A Holanda é um daqueles países que goza de uma imagem de marca internacional invejável. A mitologia dos diques e da terra conquistada ao mar ("nederland" quer dizer "país baixo", isto é, de quota abaixo do nível do mar) faz-nos esquecer a sua participação nos mais obscuros momentos da Europa, de um colonialismo tão selvagem quanto o de qualquer outro país europeu, aos negócios sanguinários dos diamantes em África; o seu liberalismo militante - de que as "coffe shops" de Amesterdão são bandeira turística - faz-nos imaginar uma terra de liberdades e tolerâncias "superior". Que se passa, então, para que o décimo país do mundo com melhor rendimento per capita, um "exemplo a seguir", tenha recentemente surgido nos media internacionais como fonte de severa preocupação económica? Nada de especial, no fundo - o capitalismo selvagem falhou lá tanto como cá - e só um ponto de partida num nível de prosperidade superior evita, neste momento, uma desgraça maior, semelhante à dos "preguiçosos" do sul. Conhecemos a história: nos últimos anos, a banca acelerou desvairadamente a concessão de crédito, perante a passividade das mesmas elites político-económicas que agora ditam o empobrecimento geral. Financiar uma habitação em mais de 100% do seu valor era prática comum, assente no delírio neo-liberal do eterno crescimento económico "dos mercados" que, sem essa coisa estranha a atrapalhar - o Estado - só poderia funcionar melhor... Proprietários da classe média foram conduzidos a investir em fundos as poupanças destinadas ao pagamento do empréstimo, sempre na delirante premissa de valorização do imóvel e do capital. Uns anos depois, chega o Lehman. E com ele as evidências que se conhecem: com a desvalorização rápida dos imóveis - o estouro da bolha - a dívida dos consumidores holandeses ascende neste momento a 250% (!) do rendimento disponível - qualquer coisa como mais do dobro do que em Espanha ou em Portugal. O resto já se sabe; os bancos estão à toa, o dinheiro disponível serve exclusivamente para apagar os fogos e deixa de entrar na economia real, a das pequenas e médias empresas ou do comércio e serviços. Resultado: desemprego em recordes, com uma taxa de 7.7% ainda a conseguir disfarçar os cerca de 1 milhão de precários. Lá como cá, será tudo uma questão de tempo.
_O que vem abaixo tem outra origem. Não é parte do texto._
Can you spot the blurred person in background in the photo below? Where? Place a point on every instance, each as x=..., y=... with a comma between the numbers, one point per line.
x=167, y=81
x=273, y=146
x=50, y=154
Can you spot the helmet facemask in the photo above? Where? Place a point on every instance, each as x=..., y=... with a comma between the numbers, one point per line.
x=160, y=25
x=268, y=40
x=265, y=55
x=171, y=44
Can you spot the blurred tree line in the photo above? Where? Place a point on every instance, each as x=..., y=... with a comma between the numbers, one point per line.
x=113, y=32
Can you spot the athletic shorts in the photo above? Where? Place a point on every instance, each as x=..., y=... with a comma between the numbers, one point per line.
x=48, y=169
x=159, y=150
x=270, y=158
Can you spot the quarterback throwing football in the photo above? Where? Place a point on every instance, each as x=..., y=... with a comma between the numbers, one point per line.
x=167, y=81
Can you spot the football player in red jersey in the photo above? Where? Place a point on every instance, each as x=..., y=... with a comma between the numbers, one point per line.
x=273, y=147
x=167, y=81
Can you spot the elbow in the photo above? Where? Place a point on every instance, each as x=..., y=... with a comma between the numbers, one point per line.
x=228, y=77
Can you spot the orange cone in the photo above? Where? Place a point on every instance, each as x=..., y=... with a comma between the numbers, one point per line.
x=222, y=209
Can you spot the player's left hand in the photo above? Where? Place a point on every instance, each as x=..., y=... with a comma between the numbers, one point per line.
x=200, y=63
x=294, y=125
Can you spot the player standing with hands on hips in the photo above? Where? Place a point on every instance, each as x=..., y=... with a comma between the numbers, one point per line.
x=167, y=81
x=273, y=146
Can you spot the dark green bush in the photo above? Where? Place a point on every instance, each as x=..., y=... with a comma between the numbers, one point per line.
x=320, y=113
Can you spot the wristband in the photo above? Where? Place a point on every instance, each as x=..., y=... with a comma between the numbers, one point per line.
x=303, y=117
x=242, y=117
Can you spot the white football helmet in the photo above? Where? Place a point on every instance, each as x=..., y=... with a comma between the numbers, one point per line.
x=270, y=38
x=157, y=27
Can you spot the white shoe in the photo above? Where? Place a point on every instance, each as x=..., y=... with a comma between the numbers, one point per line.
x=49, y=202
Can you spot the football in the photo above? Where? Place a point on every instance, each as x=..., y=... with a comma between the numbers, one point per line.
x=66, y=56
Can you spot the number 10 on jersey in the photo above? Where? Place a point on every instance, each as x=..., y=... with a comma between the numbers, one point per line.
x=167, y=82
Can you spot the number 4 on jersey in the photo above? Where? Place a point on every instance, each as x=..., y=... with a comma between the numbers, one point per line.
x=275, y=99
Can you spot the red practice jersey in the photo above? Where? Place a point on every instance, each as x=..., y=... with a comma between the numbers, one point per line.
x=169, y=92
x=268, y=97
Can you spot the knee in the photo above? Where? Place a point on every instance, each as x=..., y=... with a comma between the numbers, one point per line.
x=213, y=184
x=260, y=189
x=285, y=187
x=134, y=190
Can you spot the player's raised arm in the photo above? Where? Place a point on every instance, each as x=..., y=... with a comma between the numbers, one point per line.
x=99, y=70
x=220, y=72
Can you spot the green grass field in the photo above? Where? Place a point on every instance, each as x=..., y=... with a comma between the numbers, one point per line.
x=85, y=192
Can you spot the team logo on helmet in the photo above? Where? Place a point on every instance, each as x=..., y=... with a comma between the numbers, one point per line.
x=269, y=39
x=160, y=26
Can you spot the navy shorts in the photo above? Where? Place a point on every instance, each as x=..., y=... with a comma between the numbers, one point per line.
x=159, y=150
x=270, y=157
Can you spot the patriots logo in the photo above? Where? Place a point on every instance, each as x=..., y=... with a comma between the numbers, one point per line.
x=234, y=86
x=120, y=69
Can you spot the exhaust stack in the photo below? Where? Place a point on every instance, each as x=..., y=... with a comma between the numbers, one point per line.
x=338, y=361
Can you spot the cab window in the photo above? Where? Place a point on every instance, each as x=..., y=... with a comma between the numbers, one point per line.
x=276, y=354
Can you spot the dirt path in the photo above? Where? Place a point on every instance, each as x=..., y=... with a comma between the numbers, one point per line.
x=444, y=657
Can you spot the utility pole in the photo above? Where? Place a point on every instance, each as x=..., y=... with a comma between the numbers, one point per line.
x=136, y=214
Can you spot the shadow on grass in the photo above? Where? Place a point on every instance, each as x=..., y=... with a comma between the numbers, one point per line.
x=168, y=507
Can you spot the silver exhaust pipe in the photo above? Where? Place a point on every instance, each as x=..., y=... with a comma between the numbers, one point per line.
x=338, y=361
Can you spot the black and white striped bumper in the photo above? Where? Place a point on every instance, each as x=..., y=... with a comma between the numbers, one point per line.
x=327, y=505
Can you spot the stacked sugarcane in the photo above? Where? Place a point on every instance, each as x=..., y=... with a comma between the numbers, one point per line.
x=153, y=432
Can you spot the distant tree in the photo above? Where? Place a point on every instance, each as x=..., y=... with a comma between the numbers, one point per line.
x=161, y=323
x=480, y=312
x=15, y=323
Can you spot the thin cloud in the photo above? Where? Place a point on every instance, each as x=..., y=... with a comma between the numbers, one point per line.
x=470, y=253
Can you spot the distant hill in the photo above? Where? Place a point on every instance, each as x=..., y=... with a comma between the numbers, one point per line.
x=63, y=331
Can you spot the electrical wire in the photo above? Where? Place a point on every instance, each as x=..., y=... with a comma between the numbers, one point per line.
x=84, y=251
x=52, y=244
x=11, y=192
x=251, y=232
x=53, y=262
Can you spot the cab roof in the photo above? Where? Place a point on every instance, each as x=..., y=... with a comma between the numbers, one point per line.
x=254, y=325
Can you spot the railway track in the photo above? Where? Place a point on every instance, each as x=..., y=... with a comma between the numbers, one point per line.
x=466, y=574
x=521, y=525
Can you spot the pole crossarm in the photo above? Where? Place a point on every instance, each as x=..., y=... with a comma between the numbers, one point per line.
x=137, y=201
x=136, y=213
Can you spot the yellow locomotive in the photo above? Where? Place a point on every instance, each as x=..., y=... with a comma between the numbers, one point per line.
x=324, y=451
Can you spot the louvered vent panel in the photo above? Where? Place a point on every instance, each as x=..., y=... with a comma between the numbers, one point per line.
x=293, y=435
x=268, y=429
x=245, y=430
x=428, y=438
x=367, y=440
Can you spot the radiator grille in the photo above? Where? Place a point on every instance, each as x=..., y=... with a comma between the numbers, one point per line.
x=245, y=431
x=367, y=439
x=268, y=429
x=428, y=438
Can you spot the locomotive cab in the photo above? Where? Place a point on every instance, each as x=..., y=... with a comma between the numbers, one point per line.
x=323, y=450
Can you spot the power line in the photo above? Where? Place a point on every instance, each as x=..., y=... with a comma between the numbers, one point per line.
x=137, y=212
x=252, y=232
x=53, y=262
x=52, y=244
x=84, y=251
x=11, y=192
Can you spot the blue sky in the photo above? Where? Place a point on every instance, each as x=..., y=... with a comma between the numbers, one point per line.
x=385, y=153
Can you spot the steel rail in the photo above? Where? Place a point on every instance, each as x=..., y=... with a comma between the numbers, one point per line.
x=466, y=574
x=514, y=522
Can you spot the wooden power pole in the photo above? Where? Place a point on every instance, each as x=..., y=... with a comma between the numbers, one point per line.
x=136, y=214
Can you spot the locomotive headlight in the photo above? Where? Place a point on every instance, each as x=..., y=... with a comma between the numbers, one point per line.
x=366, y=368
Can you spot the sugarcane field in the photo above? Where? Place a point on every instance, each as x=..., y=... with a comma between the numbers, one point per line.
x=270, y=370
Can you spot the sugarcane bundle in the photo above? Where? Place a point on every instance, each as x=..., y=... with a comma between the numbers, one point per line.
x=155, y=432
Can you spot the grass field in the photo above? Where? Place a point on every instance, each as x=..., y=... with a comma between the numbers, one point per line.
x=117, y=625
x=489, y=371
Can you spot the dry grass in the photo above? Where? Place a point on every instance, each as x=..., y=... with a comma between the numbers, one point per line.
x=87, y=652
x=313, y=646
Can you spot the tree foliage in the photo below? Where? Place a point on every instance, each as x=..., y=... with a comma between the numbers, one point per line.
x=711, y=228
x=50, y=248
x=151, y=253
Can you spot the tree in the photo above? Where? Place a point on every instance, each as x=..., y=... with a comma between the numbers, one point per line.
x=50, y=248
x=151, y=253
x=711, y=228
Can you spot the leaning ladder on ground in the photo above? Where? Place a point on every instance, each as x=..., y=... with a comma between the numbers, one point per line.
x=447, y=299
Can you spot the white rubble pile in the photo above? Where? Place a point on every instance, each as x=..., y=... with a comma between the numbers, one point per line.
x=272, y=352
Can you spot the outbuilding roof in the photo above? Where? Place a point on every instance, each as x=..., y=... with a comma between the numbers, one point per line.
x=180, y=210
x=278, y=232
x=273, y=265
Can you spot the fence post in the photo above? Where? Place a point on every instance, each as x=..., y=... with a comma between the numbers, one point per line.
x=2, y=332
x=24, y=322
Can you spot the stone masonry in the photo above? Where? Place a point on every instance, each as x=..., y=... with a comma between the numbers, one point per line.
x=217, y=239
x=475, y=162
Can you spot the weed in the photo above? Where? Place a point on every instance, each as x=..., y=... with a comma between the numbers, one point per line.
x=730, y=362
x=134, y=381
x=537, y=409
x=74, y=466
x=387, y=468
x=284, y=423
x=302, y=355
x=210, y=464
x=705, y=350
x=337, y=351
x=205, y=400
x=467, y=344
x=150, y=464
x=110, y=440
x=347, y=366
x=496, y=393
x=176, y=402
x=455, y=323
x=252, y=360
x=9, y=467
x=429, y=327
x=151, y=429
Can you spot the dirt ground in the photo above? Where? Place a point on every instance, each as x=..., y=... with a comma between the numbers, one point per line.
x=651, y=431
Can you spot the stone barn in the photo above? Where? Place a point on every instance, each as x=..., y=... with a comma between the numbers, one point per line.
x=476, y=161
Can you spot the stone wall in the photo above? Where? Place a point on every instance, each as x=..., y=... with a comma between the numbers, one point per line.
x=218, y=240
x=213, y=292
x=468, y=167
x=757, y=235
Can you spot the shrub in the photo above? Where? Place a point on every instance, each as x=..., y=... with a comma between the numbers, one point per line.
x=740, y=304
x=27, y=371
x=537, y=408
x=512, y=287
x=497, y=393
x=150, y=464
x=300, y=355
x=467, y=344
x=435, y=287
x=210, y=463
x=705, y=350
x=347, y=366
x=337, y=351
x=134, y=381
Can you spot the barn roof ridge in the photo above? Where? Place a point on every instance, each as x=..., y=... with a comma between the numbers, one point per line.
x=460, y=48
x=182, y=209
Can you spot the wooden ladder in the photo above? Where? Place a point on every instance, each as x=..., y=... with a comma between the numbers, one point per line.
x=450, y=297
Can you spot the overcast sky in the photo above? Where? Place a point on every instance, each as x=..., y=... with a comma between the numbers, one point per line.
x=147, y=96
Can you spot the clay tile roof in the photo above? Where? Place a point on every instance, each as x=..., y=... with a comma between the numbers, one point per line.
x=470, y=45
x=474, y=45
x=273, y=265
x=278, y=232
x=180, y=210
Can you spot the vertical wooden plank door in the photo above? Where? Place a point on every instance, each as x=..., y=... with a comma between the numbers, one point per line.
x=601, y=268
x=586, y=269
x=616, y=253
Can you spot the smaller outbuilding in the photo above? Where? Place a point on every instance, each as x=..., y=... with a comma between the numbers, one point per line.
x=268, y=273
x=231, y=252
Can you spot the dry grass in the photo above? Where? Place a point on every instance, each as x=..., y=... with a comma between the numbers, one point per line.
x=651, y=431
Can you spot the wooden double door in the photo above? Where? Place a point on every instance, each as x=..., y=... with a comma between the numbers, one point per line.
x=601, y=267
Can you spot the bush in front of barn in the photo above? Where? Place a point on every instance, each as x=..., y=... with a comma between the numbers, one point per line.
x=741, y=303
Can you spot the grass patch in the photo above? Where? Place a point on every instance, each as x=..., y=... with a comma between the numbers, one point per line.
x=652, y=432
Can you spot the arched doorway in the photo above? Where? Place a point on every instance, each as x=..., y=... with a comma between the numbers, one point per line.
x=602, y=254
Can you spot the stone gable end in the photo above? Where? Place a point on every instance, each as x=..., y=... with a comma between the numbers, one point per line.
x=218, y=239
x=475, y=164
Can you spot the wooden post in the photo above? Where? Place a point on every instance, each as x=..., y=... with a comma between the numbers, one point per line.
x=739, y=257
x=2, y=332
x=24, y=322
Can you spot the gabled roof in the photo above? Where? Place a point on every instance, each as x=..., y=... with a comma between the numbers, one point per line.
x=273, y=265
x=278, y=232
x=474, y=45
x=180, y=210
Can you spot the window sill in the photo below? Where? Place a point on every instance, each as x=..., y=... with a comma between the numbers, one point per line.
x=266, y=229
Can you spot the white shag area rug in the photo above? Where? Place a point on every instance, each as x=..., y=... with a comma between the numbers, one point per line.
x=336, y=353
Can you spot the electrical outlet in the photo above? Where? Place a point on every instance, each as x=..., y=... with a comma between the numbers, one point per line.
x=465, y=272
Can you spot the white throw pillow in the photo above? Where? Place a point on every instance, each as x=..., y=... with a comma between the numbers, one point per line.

A relação da economia e história holandesas com a exploração abusiva de recursos é de uma ironia trágica e deveria servir de exemplo às lideranças europeias: foi a exploração desenfreada de matéria orgânica para combustível fóssil que levou os solos a níveis de erosão destrutivos, obrigando à sua reconquista ao mar; agora, esse mesmo território, símbolo edificado daquela nação, desvaloriza a um ritmo imparável, exponencial, em cascata, como uma pirâmide de Ponzi finalmente a descoberto.


Em Fevereiro passado, o número de falências declaradas por empresas atingiu um recorde, desde que existem registos (1981). Jeroen Dijsselbloem falou ao diário Frankfurter Allgemeine Zeitung, titubeando em linguagem vaga o adiar de medidas concretas, que é como quem diz, o adiar das responsabilidades. "É o tipo de retórica que estamos habituados a ouvir dos países do sul" diz o alemão Der Spiegel. Veremos como reagirão os holandeses à notícia de que agora, só lhes resta empobrecer.